Four and a half months ago, after a perfectly healthy pregnancy, I had an emergency C-section.  Three hours after I had been admitted, Ty's heart rate dropped, and it didn't recover.  I was quickly prepped for surgery and my baby was rescued.  He looked healthy and whole.  It was 1:20am, and baby Ty was having trouble keeping his temperature regulated, so he went to the nursery, while I settled into my recovery room for the rest of the night.  About eight hours after he was born, we were blindsided when a somber looking doctor entered our room.  Ty had stopped breathing, been intubated and was waiting to be transported away from me and to another hospital.  He spent four days in the NICU.  I now have a perfect bouncing baby boy, who spends his nights in a nursery across the hall, instead of across town.  He is a miracle. 

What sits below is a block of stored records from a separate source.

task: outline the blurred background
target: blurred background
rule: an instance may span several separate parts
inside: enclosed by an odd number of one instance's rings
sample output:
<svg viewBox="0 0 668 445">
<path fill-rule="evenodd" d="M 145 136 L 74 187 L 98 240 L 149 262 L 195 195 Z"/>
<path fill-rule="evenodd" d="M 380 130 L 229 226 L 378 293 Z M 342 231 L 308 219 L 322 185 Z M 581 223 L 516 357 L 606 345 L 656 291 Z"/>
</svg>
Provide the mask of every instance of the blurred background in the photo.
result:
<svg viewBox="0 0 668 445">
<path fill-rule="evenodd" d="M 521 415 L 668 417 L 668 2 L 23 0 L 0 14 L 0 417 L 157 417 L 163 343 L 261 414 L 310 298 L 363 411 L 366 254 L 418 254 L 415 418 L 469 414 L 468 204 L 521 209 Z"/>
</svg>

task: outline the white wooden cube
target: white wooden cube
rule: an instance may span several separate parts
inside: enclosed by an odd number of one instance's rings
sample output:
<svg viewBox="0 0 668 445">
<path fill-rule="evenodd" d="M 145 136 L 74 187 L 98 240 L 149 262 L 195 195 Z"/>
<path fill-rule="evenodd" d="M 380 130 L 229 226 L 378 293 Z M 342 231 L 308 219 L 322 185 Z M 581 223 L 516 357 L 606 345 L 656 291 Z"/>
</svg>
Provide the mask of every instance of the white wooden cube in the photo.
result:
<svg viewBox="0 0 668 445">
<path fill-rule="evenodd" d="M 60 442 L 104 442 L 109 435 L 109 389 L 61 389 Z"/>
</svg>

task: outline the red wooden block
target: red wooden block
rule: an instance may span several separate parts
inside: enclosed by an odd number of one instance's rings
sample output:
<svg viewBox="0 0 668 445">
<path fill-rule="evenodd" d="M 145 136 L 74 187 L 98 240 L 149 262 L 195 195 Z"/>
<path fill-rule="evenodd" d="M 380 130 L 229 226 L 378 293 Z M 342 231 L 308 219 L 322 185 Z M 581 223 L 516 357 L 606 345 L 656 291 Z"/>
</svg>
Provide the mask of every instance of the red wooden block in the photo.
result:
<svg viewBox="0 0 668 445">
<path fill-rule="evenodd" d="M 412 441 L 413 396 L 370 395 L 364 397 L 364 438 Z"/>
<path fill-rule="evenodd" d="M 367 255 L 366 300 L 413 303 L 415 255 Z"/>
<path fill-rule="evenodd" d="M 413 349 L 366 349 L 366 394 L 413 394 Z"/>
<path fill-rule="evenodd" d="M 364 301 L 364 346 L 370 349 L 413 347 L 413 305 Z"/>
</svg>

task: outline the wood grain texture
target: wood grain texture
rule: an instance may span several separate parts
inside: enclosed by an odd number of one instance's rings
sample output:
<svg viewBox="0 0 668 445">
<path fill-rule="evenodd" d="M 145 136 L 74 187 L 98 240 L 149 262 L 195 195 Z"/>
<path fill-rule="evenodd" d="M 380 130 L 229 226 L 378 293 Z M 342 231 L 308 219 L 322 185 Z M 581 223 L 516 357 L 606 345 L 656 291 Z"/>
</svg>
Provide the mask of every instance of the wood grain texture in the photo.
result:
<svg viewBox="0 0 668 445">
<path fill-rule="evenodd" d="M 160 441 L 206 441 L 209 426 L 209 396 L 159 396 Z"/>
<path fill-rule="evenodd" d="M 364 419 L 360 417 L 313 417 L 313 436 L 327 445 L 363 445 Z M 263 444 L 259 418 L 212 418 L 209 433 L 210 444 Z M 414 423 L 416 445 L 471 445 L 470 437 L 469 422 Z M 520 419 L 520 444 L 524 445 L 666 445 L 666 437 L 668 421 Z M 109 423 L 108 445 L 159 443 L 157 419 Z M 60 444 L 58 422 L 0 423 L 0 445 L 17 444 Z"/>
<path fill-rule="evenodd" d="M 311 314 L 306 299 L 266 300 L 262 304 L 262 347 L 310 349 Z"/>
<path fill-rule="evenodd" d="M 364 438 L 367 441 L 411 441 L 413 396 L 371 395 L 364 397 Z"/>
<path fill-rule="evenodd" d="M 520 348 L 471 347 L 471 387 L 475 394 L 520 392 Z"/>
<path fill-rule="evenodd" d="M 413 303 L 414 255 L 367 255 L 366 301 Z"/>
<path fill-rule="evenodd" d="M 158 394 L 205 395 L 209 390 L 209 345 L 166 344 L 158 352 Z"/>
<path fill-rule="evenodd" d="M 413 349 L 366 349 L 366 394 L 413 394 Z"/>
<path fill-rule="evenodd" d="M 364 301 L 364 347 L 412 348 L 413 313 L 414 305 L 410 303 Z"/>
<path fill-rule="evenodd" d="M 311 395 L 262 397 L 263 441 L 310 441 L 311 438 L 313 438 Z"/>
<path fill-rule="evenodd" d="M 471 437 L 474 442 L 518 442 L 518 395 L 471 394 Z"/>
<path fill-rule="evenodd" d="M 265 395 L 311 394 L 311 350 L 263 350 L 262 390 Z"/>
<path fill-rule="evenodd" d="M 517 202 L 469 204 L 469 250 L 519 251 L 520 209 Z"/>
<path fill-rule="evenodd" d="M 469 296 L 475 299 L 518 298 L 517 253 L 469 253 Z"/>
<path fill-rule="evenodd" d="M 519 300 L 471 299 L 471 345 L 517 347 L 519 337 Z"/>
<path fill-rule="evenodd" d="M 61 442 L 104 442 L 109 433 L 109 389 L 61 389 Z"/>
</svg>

According to a CNN report, about 60 percent of bankruptcies filed in America are contributed to medical debt.  My family will not be part of this statistic.  In the middle of our crisis, we would have given any amount of money to insure our baby received the best care, but money never entered our minds. We are by no means wealthy.  I had stopped working as a flight attendant at the beginning of my third trimester.  We had been a one income family for three months.  But we were not unprepared.  We had health insurance, and some cash. Thanks to advice from Dave Ramsey, my husband and I decided months earlier to put our "debt snowball" on hold and build up a little emergency fund.  Just in case.  It wasn't nearly as large as the bills, but it made them a little more manageable.  We were not spared from crisis, but in the end we had one emergency to worry, stress and pray about, not two.  We had a baby crisis, but not a baby and a money crisis.  We don't have a million in the bank, own our home, or take big vacations, but four and a half months ago we discovered freedom.  Freedom from fear.  Freedom from guilt.  Financial Freedom.